Ex-mine security boss gets 3 years in W.Va. blast

View near the scene of a mine explosion at the Upper Big Branch Mine in Montcoal, W. Va., April 5, 2010. Twenty-nine miners lost their lives in the worst U.S. coal mine disaster in decades.

BECKLEY, W.Va. - A former security chief convicted of lying to investigators about the April 2010 explosion that killed 29 men at a West Virginia coal mine was sentenced to three years in prison Wednesday. Prosecutors said it was one of the stiffest punishments ever handed down in mine safety case.

Hughie Elbert Stover was convicted of lying to investigators and ordering a subordinate to destroy thousands of security-related documents at the Upper Big Branch mine following the worst U.S. coal mine disaster in four decades.

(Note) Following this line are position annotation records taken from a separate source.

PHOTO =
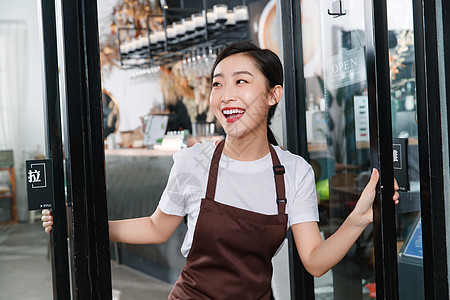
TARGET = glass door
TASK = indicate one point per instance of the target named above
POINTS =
(405, 149)
(337, 124)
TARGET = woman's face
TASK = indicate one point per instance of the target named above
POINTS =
(239, 96)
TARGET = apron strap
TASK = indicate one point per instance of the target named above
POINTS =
(213, 171)
(278, 171)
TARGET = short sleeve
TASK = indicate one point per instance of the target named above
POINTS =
(303, 208)
(172, 201)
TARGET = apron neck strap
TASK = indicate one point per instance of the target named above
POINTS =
(278, 171)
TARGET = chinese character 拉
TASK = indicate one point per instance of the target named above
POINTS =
(34, 176)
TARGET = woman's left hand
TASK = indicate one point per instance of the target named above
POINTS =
(363, 209)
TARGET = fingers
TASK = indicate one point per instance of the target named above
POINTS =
(395, 184)
(373, 179)
(396, 194)
(48, 229)
(47, 220)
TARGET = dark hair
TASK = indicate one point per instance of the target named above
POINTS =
(267, 63)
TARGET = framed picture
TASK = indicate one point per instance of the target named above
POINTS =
(155, 129)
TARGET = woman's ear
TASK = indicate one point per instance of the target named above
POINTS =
(276, 94)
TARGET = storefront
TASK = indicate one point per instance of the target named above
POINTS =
(365, 86)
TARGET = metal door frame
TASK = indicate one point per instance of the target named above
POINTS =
(84, 152)
(431, 168)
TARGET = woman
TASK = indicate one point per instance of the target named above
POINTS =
(242, 193)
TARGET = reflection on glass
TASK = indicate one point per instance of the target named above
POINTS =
(406, 163)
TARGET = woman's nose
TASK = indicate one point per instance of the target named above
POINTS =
(228, 95)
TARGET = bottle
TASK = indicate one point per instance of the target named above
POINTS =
(410, 101)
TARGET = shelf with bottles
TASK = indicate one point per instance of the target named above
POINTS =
(216, 26)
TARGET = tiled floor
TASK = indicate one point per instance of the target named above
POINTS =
(25, 271)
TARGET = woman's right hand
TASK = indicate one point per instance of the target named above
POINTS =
(47, 220)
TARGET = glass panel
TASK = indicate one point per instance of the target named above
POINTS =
(405, 146)
(25, 270)
(338, 133)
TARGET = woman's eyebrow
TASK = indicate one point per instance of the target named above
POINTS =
(234, 74)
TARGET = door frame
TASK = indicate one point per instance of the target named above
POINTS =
(81, 112)
(430, 138)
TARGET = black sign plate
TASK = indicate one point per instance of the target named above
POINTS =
(39, 184)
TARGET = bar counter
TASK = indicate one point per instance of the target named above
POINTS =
(135, 180)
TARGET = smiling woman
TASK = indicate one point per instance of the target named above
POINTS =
(236, 224)
(247, 86)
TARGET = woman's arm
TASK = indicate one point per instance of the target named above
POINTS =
(320, 256)
(148, 230)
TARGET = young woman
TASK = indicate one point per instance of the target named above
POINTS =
(242, 193)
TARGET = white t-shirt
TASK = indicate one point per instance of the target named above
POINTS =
(248, 185)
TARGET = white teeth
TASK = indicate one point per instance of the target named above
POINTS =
(233, 111)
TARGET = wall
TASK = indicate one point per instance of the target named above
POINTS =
(32, 140)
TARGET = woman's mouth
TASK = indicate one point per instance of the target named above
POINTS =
(233, 114)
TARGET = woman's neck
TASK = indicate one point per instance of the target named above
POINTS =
(245, 148)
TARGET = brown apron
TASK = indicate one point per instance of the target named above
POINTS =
(232, 248)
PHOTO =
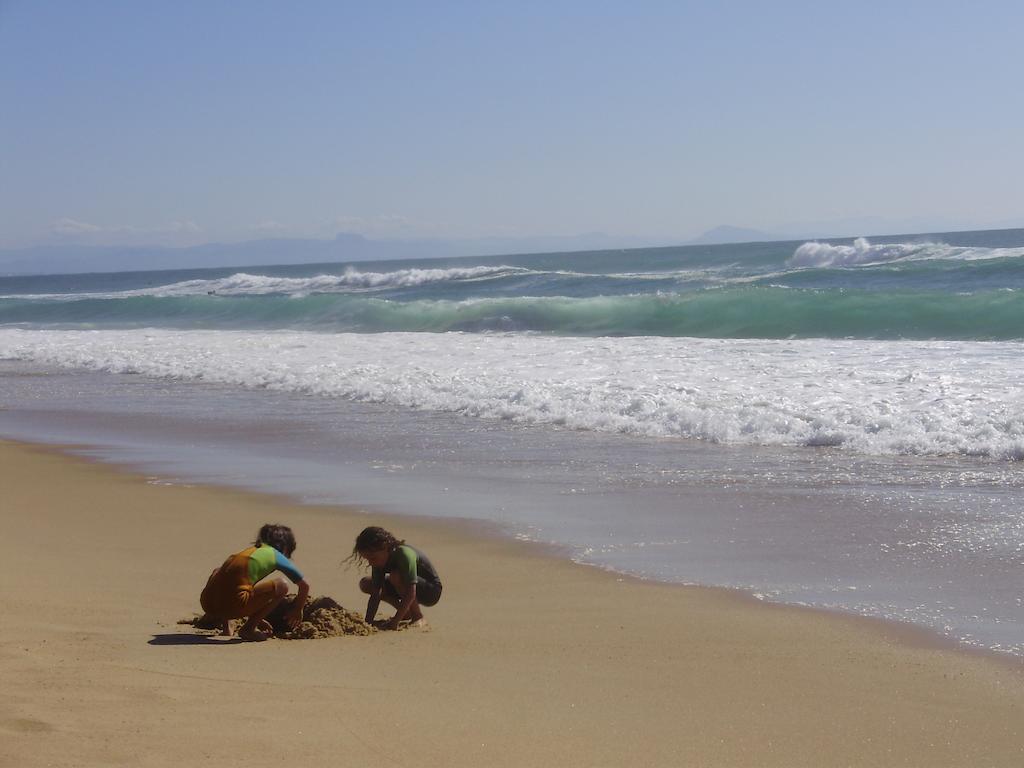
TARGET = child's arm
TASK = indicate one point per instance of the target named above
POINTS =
(407, 601)
(294, 616)
(373, 603)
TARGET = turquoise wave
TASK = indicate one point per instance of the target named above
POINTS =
(756, 311)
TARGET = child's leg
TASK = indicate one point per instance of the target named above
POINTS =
(266, 594)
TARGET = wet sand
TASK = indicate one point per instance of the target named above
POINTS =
(528, 660)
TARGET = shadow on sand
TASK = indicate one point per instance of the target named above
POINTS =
(187, 638)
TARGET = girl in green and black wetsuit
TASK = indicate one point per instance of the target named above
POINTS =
(400, 576)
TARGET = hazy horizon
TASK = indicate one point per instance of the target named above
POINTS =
(209, 124)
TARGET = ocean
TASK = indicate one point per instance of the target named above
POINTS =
(833, 424)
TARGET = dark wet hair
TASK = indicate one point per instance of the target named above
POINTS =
(370, 539)
(279, 537)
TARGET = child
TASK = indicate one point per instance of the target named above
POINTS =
(240, 588)
(401, 576)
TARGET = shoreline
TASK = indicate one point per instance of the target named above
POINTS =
(912, 634)
(529, 659)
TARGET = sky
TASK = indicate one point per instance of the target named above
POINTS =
(192, 122)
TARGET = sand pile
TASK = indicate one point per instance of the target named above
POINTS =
(322, 616)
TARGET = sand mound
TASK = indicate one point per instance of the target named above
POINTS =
(322, 616)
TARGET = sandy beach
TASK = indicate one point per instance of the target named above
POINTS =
(528, 660)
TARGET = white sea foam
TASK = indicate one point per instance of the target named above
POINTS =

U.S. Attorney Booth Goodwin had sought a 25-year sentence, but he said he wasn't disappointed with the judge's decision.

"This represents perhaps one of the longest sentences ever handed down in a mine safety case," Goodwin said. "We wanted to send a clear message and will continue to send that anyone who obstructs our investigation, they're going to be met with the harshest prosecution."

Federal sentencing guidelines called for a total sentence of about three years for both crimes. Judges do not have to follow the guidelines.

"Well, that's better than what I thought," Gary Quarles, whose son died in the blast, said of the punishment. "It's a little bit of satisfaction. It's a start."

W.Va. mine boss charged in deadly blast

Stover showed no emotion when the sentence was announced. He will report to prison at a later date.

"I should be pleased in the sentence of only three years in light of the government's request for 25 years," defense attorney Bill Wilmoth said. "If that's a victory, then it's a hollow one, because three years is a long time for someone who is 60 to be incarcerated."

Wilmoth said he had not decided whether to appeal the sentence.

Witnesses testified at Stover's trial that he instructed mine guards to send out radio alerts whenever inspectors entered the property, which is illegal. Stover denied the claims in a November 2010 interview with investigators.

The second count alleged Stover sought to destroy documents in January 2011 by ordering a subordinate to bag them and then throw them into an on-site trash compactor, which is also illegal. Massey Energy, which owned the mine at the time, repeatedly warned employees to keep all records while the disaster remained under investigation. Company officials told investigators of the trashed documents, which were recovered.

Defense attorney Bill Wilmoth said Stover's actions were innocent mistakes and he deserved no jail time.

The defense portrayed the former law enforcement officer, a veteran of both the Navy and Marines, as a by-the-book employee who became a victim of the government's zeal to blame someone for the deadly explosion. A former mine superintendent was charged last week with conspiracy to defraud the government.

Gary May is accused among other things of disabling a methane gas monitor, falsifying safety records and using code words to tip off miners underground about surprise inspections.

Court documents indicate May is cooperating with investigators. He could get up to five years in prison if found guilty.

Quarles said a stiffer sentence from the judge could have helped future prosecutions.

"I think it would put pressure on the rest of them to look at themselves and say, `We're not going to get out of this."'

Alpha Natural Resources of Abingdon, Va., acquired Richmond-based Massey last June through a $7.1 billion takeover deal.